Rokok aja dulu...
Sewaktu kecil, suka mencari-cari sumbernya ketika tercium wangi kemenyan. Nha, ternyata embah-embah kakung sedang udut alias merokok, tingwe atau nglinthing dewe. Kok bisa rokok menguar aroma kemenyan? Ya waktu itu aku ndak tau, sekarangpun lupa racikan tingwe, yang keinget tinggal kertas yang berasa manis ketika diemut :)
Yang pasti aku ndak suka yang namanya rokok, sebab bikin aku mabok, pusing sepuluh keliling. Dari kecil sampai saat ini dan bahkan esok nanti. Saking nggak sukanya aku sama rokok, pernah ada tetangga nyeletuk (padahal dia nggak ngrokok, tapi ngotot ngatain aku kemayu, sok lah) "Lha bapakmu aja ngrokok gitu, mbok dikasih tau."
"Hadoh, nggak kurang-kurang aku kasih tahu bapak. Apa daya, kata bapak kalo ndak ngrokok ilang baguse hahaha." Itu tuh, banyak cowok yang ngrokok hanya karena nggak mau dibilang "Nggak macho, nggak keren, nggak gaul."
Macho apanya coba? Pipi jadi kempot [pasti yang pipinya chubi masih ngeles juga nih klo baca], keren dari mana kalau jadi bau tembakau [ah masih mending bau tembakau, lha wong yang namanya tembakau ada tuh Mbako Enak, wangi], kalau menurut gue pribadi sih mendingan keren cowok/lelaki bokek tapi nggak ngrokok. Ngrokok=gaul? Gaul sama penyakit iya.
Coba aja balik lagi dipikir, kalau secara penelitian [ya aku manut saja sama hasilnya, karena nggak bisa neliti sendiri dan yang jelas aku bukan ahli] rokok atau mengonsumsi rokok lebih banyak mudhorotnya dari pada manfaatnya. Trus juga, perokok itu selain nggak sayang sama diri sendiri juga nggak sayang sama orang lain juga orang-orang terdekat yang (katanya) disayangi. Masih menurut penelitian kan perokok pasif lebih rentan dengan penyakit yang disebabkan oleh rokok dari pada perokok aktif itu sendiri. Lha kalau dia bilang sayang anak, istri, teman, sahabat... tapi masih merokok deket-deket mereka? Apa bukan berarti sayangnya ikut hilang terbakar?

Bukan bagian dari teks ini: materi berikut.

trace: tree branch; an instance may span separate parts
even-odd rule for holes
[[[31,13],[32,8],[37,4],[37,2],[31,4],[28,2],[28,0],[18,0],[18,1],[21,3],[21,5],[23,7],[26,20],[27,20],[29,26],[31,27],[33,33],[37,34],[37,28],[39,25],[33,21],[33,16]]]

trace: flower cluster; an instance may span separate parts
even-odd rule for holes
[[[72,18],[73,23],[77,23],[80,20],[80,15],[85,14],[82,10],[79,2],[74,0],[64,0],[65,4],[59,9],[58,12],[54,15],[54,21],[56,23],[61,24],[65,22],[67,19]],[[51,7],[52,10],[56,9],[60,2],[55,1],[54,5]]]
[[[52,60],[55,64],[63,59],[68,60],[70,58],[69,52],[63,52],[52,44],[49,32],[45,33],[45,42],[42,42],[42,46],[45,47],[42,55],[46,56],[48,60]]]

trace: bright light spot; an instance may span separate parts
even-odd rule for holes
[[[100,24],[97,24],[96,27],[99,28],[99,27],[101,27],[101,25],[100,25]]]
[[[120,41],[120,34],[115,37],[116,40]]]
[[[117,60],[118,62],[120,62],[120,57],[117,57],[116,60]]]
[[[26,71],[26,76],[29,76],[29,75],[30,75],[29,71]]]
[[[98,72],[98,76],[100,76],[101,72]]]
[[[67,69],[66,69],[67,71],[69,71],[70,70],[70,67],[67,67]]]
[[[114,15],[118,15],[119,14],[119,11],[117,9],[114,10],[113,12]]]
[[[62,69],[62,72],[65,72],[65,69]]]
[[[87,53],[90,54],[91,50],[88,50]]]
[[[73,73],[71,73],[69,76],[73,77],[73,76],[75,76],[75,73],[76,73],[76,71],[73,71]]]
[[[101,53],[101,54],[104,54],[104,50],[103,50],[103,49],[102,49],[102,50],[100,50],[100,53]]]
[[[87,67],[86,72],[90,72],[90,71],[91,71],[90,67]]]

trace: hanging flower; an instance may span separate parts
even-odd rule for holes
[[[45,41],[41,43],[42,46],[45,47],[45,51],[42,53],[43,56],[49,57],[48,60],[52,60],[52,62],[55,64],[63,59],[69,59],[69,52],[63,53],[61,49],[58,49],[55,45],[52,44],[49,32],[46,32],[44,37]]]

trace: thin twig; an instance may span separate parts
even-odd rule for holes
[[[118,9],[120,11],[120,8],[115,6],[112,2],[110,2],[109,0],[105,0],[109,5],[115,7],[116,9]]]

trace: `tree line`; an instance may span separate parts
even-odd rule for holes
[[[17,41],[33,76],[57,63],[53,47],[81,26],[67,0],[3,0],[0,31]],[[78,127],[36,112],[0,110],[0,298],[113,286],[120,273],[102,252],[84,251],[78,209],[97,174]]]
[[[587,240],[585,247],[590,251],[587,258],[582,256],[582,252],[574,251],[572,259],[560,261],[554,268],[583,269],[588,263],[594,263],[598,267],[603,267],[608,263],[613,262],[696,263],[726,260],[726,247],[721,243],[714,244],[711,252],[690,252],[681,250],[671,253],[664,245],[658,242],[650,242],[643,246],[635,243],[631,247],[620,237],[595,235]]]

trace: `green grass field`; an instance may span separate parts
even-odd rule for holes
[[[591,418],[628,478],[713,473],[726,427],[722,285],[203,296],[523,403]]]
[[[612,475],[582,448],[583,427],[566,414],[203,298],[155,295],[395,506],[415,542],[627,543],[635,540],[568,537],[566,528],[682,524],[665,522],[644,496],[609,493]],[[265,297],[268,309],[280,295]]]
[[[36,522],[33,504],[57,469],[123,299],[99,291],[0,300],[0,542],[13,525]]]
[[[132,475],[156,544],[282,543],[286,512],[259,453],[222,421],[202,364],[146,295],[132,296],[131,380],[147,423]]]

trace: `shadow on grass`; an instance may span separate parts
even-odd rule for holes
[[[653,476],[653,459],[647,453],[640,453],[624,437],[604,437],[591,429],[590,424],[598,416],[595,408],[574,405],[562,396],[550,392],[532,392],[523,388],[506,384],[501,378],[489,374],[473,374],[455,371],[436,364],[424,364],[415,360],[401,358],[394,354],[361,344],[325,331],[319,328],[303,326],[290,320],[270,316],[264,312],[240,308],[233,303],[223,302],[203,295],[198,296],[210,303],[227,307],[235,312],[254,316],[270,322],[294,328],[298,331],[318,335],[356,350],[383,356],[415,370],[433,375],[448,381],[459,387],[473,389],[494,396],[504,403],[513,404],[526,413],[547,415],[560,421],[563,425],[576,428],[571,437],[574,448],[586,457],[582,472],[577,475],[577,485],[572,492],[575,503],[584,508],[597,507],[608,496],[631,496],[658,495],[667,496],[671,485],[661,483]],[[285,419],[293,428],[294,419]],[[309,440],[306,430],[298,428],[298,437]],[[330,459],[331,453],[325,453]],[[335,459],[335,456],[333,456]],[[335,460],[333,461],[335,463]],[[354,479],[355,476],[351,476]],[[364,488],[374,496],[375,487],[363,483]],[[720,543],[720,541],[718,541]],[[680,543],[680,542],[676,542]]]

Plus sisa rokoknya yang berupa puntung, masih mending yang tanpa filter. Karena [lagi-lagi menurut penelitian ahli] tuh filter rokok kagak bakal diurai sama tanah selama puluhan tahun. Nha kalo buang puntungnya sembarangan? Bukan cuma nggak sayang sama sesama orang, tapi juga nggak sayang sama lingkungan.
Sejauh perjalanan waktu, hanya satu hal yang aku suka dari rokok. Sebuah narasi dari cerpen majalah HAI ketika aku masih unyu-unyu. Bahwa rokok itu senikmat bakmi, dan mungkin lebih pada narasi yang mendeskripsikan Marcel, si tokoh utama, titik. Selain itu rokok pokoknya minus, minus dan minus bagiku.
Anyway, aku berterimakasih kepada teman-teman mudaku dulu, sekarang juga masih (ngrasa) muda kok :p . Yang pengertian banget [meski terpaksa, entah ya] puasa rokok sepanjang perjalanan Anyer-Jakarta. Karena ikut rombongan bus dimana aku berada. Hahaha ngancem, "Kalo ada yang ngrokok selama di bus, aku nggak ngikut!!" Pun ketika selama PP ngompreng angkot ke jalur Cibodas, jadi menghemat bekal rokok mereka balik lagi ke rumah.
Untuk Indonesia, sebenarnya 'Dilema' bukan alasan untuk menghentikan atau mengurangi produk rokok, seandainya ada yang mau dan mampu membuat kebijakan. Baik untuk semua, bukan baik untuk beberapa pihak saja. Kalau ditanya "Apa usul anda untuk pernyataan tersebut?" Wah, gue juga mesti mikir dulu kaleee...Pokokna mah, stop rokok dah.